Objective
Information value (IV) and machine learning models were used to analyze and predict the high-risk distribution of schistosomiasis, in order to provide scientific evidence for disease surveillance and control in China.
Methods
The local case distribution from schistosomiasis surveillance data in China between 2005 and 2019 was assessed based on 19 variables including climate, geography, and social economy. Seven models were built in three categories including IV, three machine learning models (logistic regression, LR; random forest, RF; generalized boosted model, GBM), and three coupled models (coupled model of information value and logistic regression, IV + LR; coupled model of information value and random forest, IV + RF; coupled model of information value and generalized boosted model, IV + GBM). Accuracy, AUC (area under the curve), and F1-score were used to evaluate the prediction performance of the models. The best model was selected to predict the risk distribution for schistosomiasis.
Results
IV + GBM had the highest prediction effect (accuracy = 0.878, AUC = 0.902, F1 = 0.920). The results of IV + GBM showed that the risk area for transmission comprised 4.66% of China, mainly distributed in the coastal regions of the middle and lower reaches of the Yangtze River, the Poyang Lake region, and the Dongting Lake region. Risk areas can be divided into low-risk (2.47%), medium-risk (1.35%), and high-risk (0.84%).
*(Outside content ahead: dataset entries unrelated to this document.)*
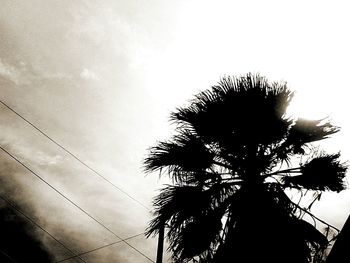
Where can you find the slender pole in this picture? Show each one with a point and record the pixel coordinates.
(160, 244)
(340, 250)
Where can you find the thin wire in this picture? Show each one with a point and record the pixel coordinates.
(74, 204)
(74, 156)
(11, 204)
(101, 247)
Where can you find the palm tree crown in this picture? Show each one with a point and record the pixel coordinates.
(231, 160)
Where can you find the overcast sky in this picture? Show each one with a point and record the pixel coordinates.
(101, 77)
High-risk areas are primarily distributed in eastern Changde, western Yueyang, northeastern Yiyang, middle Changsha of the Hunan Province, southern Jiujiang, northern Nanchang, northeastern Shangrao, eastern Yichun in Jiangxi Province, southern Jingzhou, southern Xiantao, middle Wuhan in Hubei Province, southern Anqing, northwestern Guichi, eastern Wuhu in Anhui Province, middle Meishan, northern Leshan, and the middle of Liangshan in Sichuan Province.
Conclusions
The risk of schistosomiasis transmission in China still exists, with high-risk areas relatively concentrated within regions. Coupled models of IV and machine learning provide for effective analysis and prediction, forming a scientific basis for surveillance and control within key areas.